Abstract 2158: Long-lasting Impairment of Endothelial Vasomotor Function in Infarct-related Coronary Artery Treated with Sirolimus-eluting Stent in Patients with Acute Myocardial Infarction
Sirolimus-eluting stent (SES) causes endothelial dysfunction in downstream coronary arteries distal to the stent site. Thus, it is possible that SES implantation can potentially aggravate endothelium-dependent vasomotor dysfunction in infarct-related coronary arteries. This study examined the effect of SES implantation on duration of reperfusion-induced endothelial dysfunction in infarct-related coronary arteries and on post-infarct left ventricular (LV) dysfunction.

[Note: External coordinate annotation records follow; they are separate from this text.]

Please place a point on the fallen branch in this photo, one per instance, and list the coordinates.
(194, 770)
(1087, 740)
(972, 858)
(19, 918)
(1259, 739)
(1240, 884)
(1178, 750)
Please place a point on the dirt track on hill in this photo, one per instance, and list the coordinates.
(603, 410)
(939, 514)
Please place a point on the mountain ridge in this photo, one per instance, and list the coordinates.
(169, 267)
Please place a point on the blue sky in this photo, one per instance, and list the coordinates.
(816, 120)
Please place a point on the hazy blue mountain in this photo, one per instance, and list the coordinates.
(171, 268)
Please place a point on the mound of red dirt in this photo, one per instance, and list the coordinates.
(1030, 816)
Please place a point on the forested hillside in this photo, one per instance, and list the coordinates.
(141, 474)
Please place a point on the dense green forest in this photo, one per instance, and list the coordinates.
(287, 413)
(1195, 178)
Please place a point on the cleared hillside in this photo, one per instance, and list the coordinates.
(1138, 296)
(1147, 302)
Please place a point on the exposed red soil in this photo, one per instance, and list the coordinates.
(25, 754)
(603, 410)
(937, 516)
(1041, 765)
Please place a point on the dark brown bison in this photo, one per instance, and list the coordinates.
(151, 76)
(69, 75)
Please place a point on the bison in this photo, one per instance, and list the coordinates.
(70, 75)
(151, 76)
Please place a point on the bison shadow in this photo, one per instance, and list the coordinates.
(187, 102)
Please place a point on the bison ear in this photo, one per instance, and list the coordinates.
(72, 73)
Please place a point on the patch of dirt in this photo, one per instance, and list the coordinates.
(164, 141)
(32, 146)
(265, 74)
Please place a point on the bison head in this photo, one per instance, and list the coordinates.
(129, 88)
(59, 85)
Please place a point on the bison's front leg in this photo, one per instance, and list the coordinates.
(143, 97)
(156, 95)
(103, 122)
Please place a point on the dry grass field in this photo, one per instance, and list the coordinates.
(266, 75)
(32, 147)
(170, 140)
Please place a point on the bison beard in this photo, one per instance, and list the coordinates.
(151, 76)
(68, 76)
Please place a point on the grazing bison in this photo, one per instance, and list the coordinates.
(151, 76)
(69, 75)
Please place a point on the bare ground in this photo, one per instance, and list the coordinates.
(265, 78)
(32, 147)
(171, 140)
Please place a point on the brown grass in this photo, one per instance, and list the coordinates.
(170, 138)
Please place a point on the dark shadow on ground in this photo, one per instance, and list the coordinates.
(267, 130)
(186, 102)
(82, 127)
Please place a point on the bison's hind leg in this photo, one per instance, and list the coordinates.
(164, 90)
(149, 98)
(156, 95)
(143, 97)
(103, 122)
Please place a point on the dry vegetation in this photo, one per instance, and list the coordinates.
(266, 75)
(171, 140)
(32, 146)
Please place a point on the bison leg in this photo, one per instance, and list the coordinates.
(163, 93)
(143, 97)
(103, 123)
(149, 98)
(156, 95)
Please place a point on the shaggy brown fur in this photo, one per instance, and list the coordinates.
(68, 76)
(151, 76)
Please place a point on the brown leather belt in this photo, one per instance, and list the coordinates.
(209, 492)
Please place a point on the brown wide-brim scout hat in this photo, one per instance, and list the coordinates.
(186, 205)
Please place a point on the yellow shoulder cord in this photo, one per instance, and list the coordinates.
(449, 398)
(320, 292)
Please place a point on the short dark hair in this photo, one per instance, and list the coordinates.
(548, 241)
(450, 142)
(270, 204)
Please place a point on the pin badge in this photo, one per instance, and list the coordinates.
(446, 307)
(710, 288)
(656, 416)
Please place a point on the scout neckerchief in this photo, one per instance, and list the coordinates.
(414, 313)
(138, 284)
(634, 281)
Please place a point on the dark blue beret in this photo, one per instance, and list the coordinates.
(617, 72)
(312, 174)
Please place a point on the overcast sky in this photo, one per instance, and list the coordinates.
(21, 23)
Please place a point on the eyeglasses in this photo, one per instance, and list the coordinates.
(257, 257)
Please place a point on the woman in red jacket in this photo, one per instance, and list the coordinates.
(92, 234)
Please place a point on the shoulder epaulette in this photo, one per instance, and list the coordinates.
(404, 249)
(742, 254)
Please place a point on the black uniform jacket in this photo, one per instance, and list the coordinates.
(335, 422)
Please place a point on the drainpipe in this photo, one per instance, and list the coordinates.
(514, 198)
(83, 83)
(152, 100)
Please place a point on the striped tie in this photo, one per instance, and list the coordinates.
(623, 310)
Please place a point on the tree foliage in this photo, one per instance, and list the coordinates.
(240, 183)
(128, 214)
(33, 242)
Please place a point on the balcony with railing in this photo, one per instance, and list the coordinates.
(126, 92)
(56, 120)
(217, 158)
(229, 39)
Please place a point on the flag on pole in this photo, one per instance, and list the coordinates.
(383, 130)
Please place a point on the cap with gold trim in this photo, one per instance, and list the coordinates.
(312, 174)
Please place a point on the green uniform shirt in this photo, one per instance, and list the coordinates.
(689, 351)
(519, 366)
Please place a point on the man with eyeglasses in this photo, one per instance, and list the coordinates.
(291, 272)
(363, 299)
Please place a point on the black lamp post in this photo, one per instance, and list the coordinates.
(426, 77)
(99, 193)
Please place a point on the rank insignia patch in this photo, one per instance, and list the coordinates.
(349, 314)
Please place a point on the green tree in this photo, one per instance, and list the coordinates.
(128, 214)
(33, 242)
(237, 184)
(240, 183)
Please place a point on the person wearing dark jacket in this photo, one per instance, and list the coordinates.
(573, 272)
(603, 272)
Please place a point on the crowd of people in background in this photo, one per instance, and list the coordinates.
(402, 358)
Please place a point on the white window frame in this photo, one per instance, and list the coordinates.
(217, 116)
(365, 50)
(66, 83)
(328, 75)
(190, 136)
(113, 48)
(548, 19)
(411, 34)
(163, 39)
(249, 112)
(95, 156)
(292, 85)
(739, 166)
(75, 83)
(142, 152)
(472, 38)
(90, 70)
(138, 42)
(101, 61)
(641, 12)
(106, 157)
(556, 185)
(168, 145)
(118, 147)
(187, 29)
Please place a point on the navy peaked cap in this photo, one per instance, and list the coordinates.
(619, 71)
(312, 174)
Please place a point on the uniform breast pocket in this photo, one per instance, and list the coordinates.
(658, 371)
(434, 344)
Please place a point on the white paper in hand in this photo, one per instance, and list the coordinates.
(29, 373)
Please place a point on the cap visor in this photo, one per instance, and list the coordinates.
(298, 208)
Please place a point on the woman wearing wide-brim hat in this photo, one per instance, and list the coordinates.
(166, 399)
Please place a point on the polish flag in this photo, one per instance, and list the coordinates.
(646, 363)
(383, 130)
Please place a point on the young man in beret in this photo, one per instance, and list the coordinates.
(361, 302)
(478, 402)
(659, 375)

Methods and Results: This study enrolled 24 patients with a first acute myocardial infarction (AMI) due to occlusion of the left anterior descending coronary artery (LAD) and successful reperfusion therapy using SESs (n = 12) or bare metal stents (BMS, n = 12). All patients underwent left ventriculography and LAD vasomotor function testing in response to acetylcholine (ACh) that were repeated 2 weeks and 6 months after AMI. Patients with either residual stenosis or in-stent restenosis in LAD were not included in this study. The SES and BMS groups were similar in terms of AMI-related variables including peak CK levels, 2-week LV ejection fraction (LVEF), and 2-week regional wall motion (RWM) of the affected LV, assessed by the centerline method and expressed in units of standard deviations (SD) of the normal mean. At 2 weeks after AMI, LAD of patients with SES had greater impairment of epicardial dilation and less blood flow increase in response to ACh than those with BMS. At 6 months, the responses of epicardial diameter and blood flow to ACh in BMS-treated LAD had recovered to levels similar to those of healthy subjects, while responses of SES-treated LAD remained impaired compared with BMS-treated LAD (% increase in blood flow from baseline; 76 ± 8% in SES vs. 138 ± 9% in BMS at 10 μg/min of ACh, p < 0.01). Vasomotor responses to nitrates and sodium nitroprusside were comparable between the 2 groups. Patients with SES had less RWM at 6 months and a lower % improvement of global LVEF from 2 weeks to 6 months than patients with BMS (RWM; −2.7 vs. −2.4 SD/chord, ΔLVEF; 5.0% vs. 8.4%, respectively, both p < 0.01).
Conclusions: SES adversely affects endothelium-dependent vasomotor function in infarct-related coronary arteries and post-MI LV function until at least 6 months after stent implantation.